Volkswagen Beetle LSR review
What's it like to drive the world's fastest VW Beetle? We get behind the wheel of 536bhp monster in Utah
Less than a minute was long enough to realise this Bug is anything but boring. It’s the fastest Beetle on the planet, and while it’s a real challenge to drive, the sheer sensation of travelling at 200mph on a dry, dusty lakebed is something we’ll remember for a long time to come.
Many people consider the Volkswagen Beetle a lifestyle gimmick. Some owners even christen their cars with cuddly nicknames or adorn them in eye-catching accessories.
But the bright yellow Beetle LSR we have here is a little different. It’s a proper race car, with a 536bhp version of the standard car’s 2.0-litre four-cylinder engine. It’s the fastest Beetle ever, in fact, promising 200mph-plus in a straight line. And we’re in rural Utah, US, to drive it on a dry, dusty lake bed.
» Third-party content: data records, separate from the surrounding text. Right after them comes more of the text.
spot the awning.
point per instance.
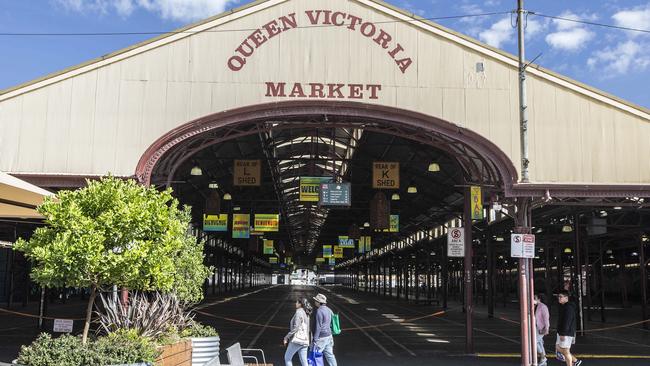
(18, 199)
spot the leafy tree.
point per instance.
(116, 232)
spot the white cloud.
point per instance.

It takes two men to fix us into the driver’s seat, pulling the straps so tight that you can hardly breathe. They even fix your hands so that the range of movement is just enough to steer. This is no road-going Beetle, though. The engine shakes you to the bones, its roar finding a perfect resonance in the stripped-out cabin. Levers in the roof release parachutes to slow the car from three times the motorway speed limit. We’ll need those later...
Selecting first gear and lifting the heavy clutch pins you to your seat. The whopping almost 600Nm of torque forces the narrow tyres to squeak on the sand, and before long you’re fighting to keep the Beetle in a straight line. The runway feels quite crooked already, and the exhaust screams as a cloud of dust rises behind the car. The LSR hunkers to the ground, as the scenery passes like someone’s pressed fast forward.
The LSR clicks and clacks through its gears, courtesy of what VW assures us is a heavily modified version of the road car’s six-speed manual. The Beetle hunts through the desert. Never before has the four seconds from 0-60mph felt as short as this – and we’ve only managed the first few hundred metres of the track.
Suddenly, the car becomes a raging vacuum cleaner, sucking in dust. The speedo reads 200mph, but as we pull for the parachutes everything is a blur. We’re suddenly sitting in an oasis of silence, hearing the dust lay down and waiting for our senses to catch up. Our ride on the cannonball is over.